Motilal expects Cipla to report 83.60 per cent rise in revenue at Rs 644.60 crore and Sun Pharma to report 65.7 per cent revenue progress at Rs 1,378.50 crore. Edelweiss pegged YoY progress for Cipla at 54.1 per cent to Rs 595.70 crore and that for Sun Pharma at 50.Three per cent to Rs 1,268 crore.

“Revenue ($ 147 million) is expected to increase 4 per cent QoQ, driven by market share gain in gProventil. Moreover, Atripla and Truvada supplies to Teva would keep API strong (up 45 per cent YoY). We estimate Ebitda margin to improve 415 bps YoY to 21 per cent driven by cost savings,” Edelweiss mentioned.

For Sun Pharma, revenues are seen rising 7 per cent to Rs 8,625 crore. The firm could report a drop in curiosity outgo and rise in internet different revenue, analysts mentioned.


Metal cos


Motilal Oswal expects Hindalco’s revenue to rise 64.1 per cent to Rs 1,435.30 crore. It has projected JSW Steel to report multi-fold soar in revenue at Rs 2,245.10 crore. Edelweiss expects Hindalco’s revenue to develop 80 per cent to Rs 1918 crore and that of JSW to leap multi-fold to Rs 2,729.20 crore.

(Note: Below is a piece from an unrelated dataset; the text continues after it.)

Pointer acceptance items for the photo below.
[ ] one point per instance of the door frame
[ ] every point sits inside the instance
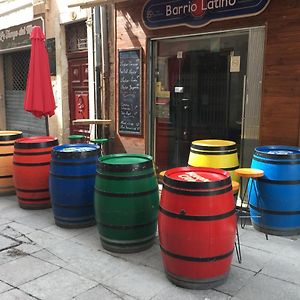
(248, 97)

In the case of JSW Steel, the year-ago quarter was fairly dangerous, as the corporate reported an 88 per cent drop in revenue. In the case of Hindalco, the rise in revenue could be aided by improved LME aluminum costs.

OMC

Emkay Global expects IOC to clock a 126 per cent YoY progress in revenue at Rs 5,294.60 crore on a 13.9 per cent drop in gross sales at Rs 1,07,282 crore. The firm is prone to make foreign exchange good points as a result of weak greenback. Motilal expects 61.Eight per cent revenue progress from the OMC at Rs 3,783.80 crore. IOC, Motilal mentioned, can also be prone to profit from multi-year excessive petrochemicals margins throughout the quarter.

Inventory good points are seemingly at $2 a barrel, with gross advertising and marketing margins at Rs 5.Three per litre, it mentioned.